Department of Internal Medicine, Division Gastroenterology, Texas Tech University Health Science Center, 3601 4th street, Lubbock, TX 79430, USA.
Dig Dis Sci. 2011 Sep;56(9):2728-34. doi: 10.1007/s10620-011-1647-5. Epub 2011 Mar 11.
Antibiotic prophylaxis can reduce the incidence of the first episode and recurrent episodes of spontaneous bacterial peritonitis (SBP) in high-risk cirrhotic patients. However, recent data suggest that SBP prophylaxis may be underused. It is unclear how many cases of cirrhosis that develop SBP might actually be prevented with antibiotic prophylaxis.
To determine the number of "preventable" cases of SBP and the adherence to standard guidelines for the use of antibiotic prophylaxis.
A retrospective analysis of our patients diagnosed with SBP was performed. AASLD Guidelines (2004) for SBP prophylaxis include prior SBP, gastrointestinal (GI) hemorrhage, ascitic fluid (AF), protein ≤ 1 g/dl, or serum bilirubin ≥ 2.5 mg/dl. "Preventable (P) SBP" was defined as SBP occurring where prophylaxis was indicated but was not administered. "Non-preventable (NP) SBP" was defined as SBP that occurred despite proper adherence to the guidelines. "Inevitable (I) SBP" were those cases of SBP occurring in the absence of a documented indication for prophylaxis.
A total of 259 patients with cirrhosis underwent paracentesis; 29 had confirmed SBP. Eighteen of the 29 patients (62%) had "P-SBP", one (3%) had "NP-SBP", and ten (34%) had "I-SBP". In the P-SBP cases, the overlooked indications for prophylaxis were GI hemorrhage (n, %) (8, 44%), serum bilirubin ≥ 2.5 mg/dl (6, 33%), prior SBP (2, 11%) and AF protein ≤ 1 g/dl (2, 11%). Of the P-SBP, 78% were community-acquired; 22% were nosocomial. In-hospital mortality in the P-SBP was 16% (n = 3). Only one-third of patients who survived SBP received long-term outpatient prophylaxis after discharge.
Many cases of SBP could be prevented by adhering to the AASLD guidelines. GI hemorrhage is the most frequently overlooked indication for SBP prophylaxis. Studies identifying the reasons for non-adherence to guidelines and developing interventions to increase utilization are warranted.
抗生素预防可降低高危肝硬化患者自发性细菌性腹膜炎(SBP)首次发作和复发性发作的发生率。然而,最近的数据表明,SBP 的预防可能使用不足。尚不清楚抗生素预防可预防多少例肝硬化并发 SBP。
确定“可预防”的 SBP 病例数和遵循抗生素预防使用标准指南的情况。
对诊断为 SBP 的患者进行回顾性分析。AASLD 指南(2004 年)将先前的 SBP、胃肠道(GI)出血、腹水(AF)、蛋白≤1g/dl 或血清胆红素≥2.5mg/dl 列为 SBP 预防的指征。
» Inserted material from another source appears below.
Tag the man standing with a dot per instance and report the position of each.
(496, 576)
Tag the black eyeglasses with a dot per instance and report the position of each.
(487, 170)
“可预防(P)SBP”定义为有预防指征但未给予预防的 SBP。“不可预防(NP)SBP”定义为尽管遵循了指南,但仍发生 SBP。“不可避免(I)SBP”是指在没有记录的预防指征的情况下发生的 SBP。
共有 259 例肝硬化患者行腹腔穿刺术;29 例确诊为 SBP。29 例患者中 18 例(62%)患有“P-SBP”,1 例(3%)患有“NP-SBP”,10 例(34%)患有“I-SBP”。在 P-SBP 病例中,被忽视的预防指征为 GI 出血(n,%)(8,44%)、血清胆红素≥2.5mg/dl(6,33%)、先前的 SBP(2,11%)和 AF 蛋白≤1g/dl(2,11%)。P-SBP 中有 78%为社区获得性;22%为医院获得性。P-SBP 的院内死亡率为 16%(n=3)。仅有三分之一的 SBP 存活患者在出院后接受了长期门诊预防。
遵循 AASLD 指南可预防许多 SBP 病例。GI 出血是最常被忽视的 SBP 预防指征。有必要进行研究以确定不遵守指南的原因并制定干预措施以提高其使用率。